Thinking through a siege

Nothing like a bunch of terrorists to send our chattering classes scurrying for their armchairs and dispensing forth, a broad spectrum of political antibiotics. Which is all very well - our constitutional duty as enlightened citizens and so on and so forth…except that many, if not a majority, of the proposed solutions are really no more useful than the kneejerk reactions of our mantries and netas…

A forwarded mail I received yesterday – from a senior corporate honcho, no less – was one such gem, suggesting that the army take over the country, besides throwing in some subtle insinuations of a communal character (an MNC forum calls for a certain degree of sanitization – his views would probably stink a whole lot more in the living room).

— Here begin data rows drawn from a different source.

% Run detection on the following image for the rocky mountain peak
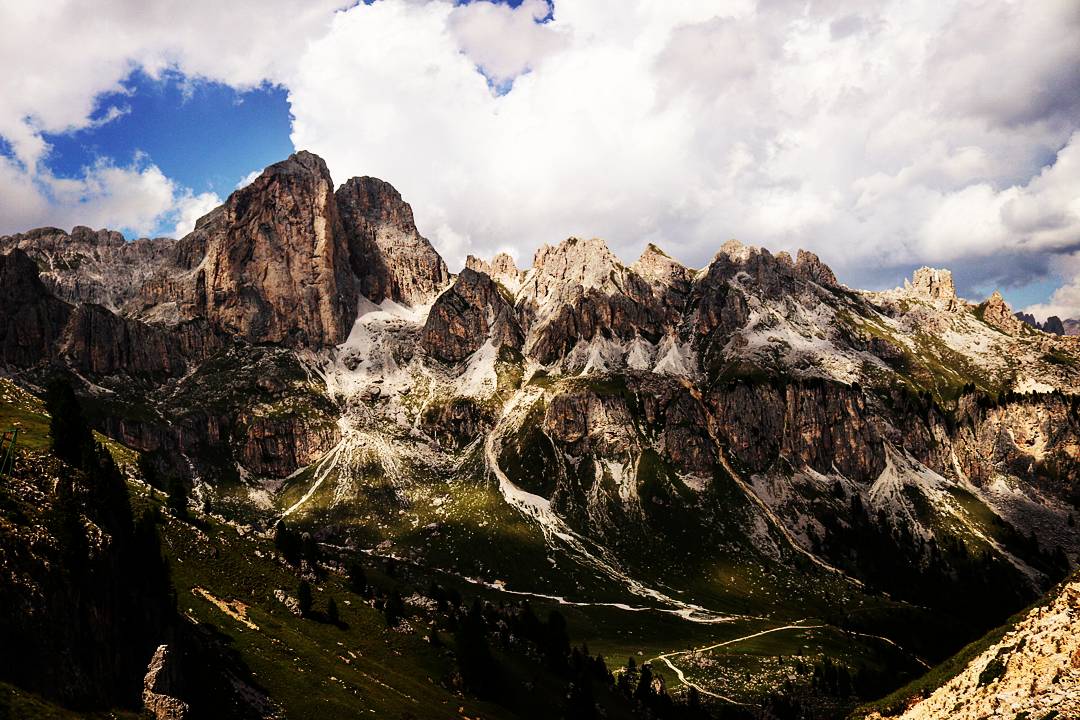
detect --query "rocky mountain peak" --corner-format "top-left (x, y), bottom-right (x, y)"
top-left (982, 290), bottom-right (1023, 335)
top-left (904, 267), bottom-right (957, 302)
top-left (795, 250), bottom-right (838, 287)
top-left (420, 267), bottom-right (523, 363)
top-left (714, 240), bottom-right (758, 262)
top-left (630, 243), bottom-right (693, 290)
top-left (335, 177), bottom-right (449, 305)
top-left (465, 253), bottom-right (525, 293)
top-left (193, 151), bottom-right (356, 347)
top-left (526, 237), bottom-right (625, 304)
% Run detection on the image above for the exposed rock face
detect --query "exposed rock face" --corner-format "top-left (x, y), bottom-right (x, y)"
top-left (904, 268), bottom-right (956, 304)
top-left (983, 290), bottom-right (1023, 335)
top-left (517, 237), bottom-right (673, 364)
top-left (795, 250), bottom-right (838, 287)
top-left (0, 226), bottom-right (177, 312)
top-left (630, 243), bottom-right (693, 312)
top-left (868, 580), bottom-right (1080, 720)
top-left (420, 268), bottom-right (522, 363)
top-left (1042, 315), bottom-right (1065, 335)
top-left (336, 177), bottom-right (449, 304)
top-left (465, 253), bottom-right (525, 294)
top-left (1014, 312), bottom-right (1080, 336)
top-left (143, 644), bottom-right (191, 720)
top-left (233, 416), bottom-right (340, 477)
top-left (711, 382), bottom-right (885, 485)
top-left (193, 151), bottom-right (356, 347)
top-left (0, 249), bottom-right (71, 367)
top-left (0, 249), bottom-right (220, 378)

And then, my housing society suddenly decides that taxis can’t enter the compound – outraged glares met me when I wanted to know how this would solve the problem.

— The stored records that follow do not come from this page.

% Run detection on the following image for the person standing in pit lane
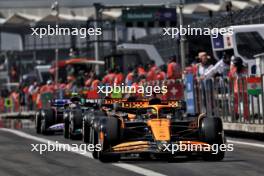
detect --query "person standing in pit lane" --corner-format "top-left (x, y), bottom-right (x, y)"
top-left (114, 68), bottom-right (124, 85)
top-left (146, 60), bottom-right (158, 81)
top-left (167, 56), bottom-right (181, 79)
top-left (102, 69), bottom-right (116, 85)
top-left (228, 57), bottom-right (249, 119)
top-left (125, 68), bottom-right (138, 86)
top-left (193, 52), bottom-right (213, 78)
top-left (201, 52), bottom-right (232, 79)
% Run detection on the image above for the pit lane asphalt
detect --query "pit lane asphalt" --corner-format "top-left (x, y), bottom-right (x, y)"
top-left (0, 129), bottom-right (264, 176)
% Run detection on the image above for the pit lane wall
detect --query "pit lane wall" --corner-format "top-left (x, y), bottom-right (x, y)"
top-left (0, 74), bottom-right (264, 134)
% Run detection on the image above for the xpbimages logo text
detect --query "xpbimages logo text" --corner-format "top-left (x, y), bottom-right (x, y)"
top-left (162, 25), bottom-right (234, 38)
top-left (97, 83), bottom-right (168, 96)
top-left (31, 141), bottom-right (102, 155)
top-left (31, 25), bottom-right (102, 38)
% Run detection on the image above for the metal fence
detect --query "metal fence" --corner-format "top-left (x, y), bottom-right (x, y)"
top-left (194, 75), bottom-right (264, 124)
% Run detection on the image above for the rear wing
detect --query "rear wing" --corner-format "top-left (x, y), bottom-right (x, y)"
top-left (119, 100), bottom-right (186, 110)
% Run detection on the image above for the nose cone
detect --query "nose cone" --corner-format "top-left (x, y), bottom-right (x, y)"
top-left (148, 119), bottom-right (170, 141)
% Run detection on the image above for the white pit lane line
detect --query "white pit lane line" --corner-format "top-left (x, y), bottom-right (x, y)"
top-left (0, 128), bottom-right (166, 176)
top-left (227, 139), bottom-right (264, 148)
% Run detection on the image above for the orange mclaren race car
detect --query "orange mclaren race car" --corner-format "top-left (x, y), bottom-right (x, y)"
top-left (83, 98), bottom-right (225, 162)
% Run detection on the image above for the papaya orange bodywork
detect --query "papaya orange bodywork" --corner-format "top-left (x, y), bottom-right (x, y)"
top-left (148, 119), bottom-right (170, 141)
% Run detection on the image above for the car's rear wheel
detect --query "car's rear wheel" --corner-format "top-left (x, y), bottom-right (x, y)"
top-left (35, 111), bottom-right (41, 134)
top-left (40, 109), bottom-right (54, 134)
top-left (93, 117), bottom-right (120, 162)
top-left (82, 120), bottom-right (90, 143)
top-left (200, 117), bottom-right (225, 161)
top-left (63, 118), bottom-right (70, 139)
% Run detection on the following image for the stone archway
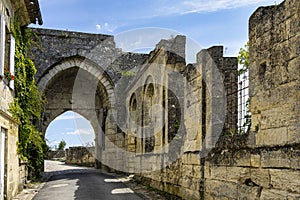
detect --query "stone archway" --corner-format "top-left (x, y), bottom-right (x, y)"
top-left (38, 57), bottom-right (115, 169)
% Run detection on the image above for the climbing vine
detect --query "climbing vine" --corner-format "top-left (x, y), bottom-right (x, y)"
top-left (10, 22), bottom-right (46, 179)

I hate to sound to sound like a fatalist, and I suppose such wisdom comes cheap when one is not personally affected, but we have opted for a way of life, and are confronted by a uniquely restrictive set of (insert any combination of the social sciences here) circumstances, that makes us particularly vulnerable.

Solutions are available for sure…and these range from “merely” invoking draconian laws to full scale military arrangements. But while a general direction away from liberty is probably inescapable, every-time we get excited about throwing out our politicians or replicating the Chinese/Singaporean model, let us pause and consider the oceans of tinpots and bananas that surround these islands of excellence, if indeed they deserve to be glorified as such…

And while ranting against the emptiness of clichés like “Mumbai’s spirit is intact” and the like, let us also concede: Dammit! It’s true!! We’ve done rather well for a country that has absolutely no parallels in terms of size, diversity or, despite our recent economic success, absolute magnitude of poverty. Here we are, 60 + years after Winston Churchill infamously wrote us off – still whole, still largely true to the spirit of our founding fathers and yeah, still unbroken in spirit – if that’s a cliché, it is one worth repeating a million times.

This is not the first terror attack in the country and, sadly, it is unlikely be the last. Which is not to suggest that things cannot be improved – they can and they should. But in a considered, objective and unimpassioned manner. And when we evaluate our options going forward, we certainly ought to think about where we’ve gone wrong.

But, perhaps, also about what we’ve got right.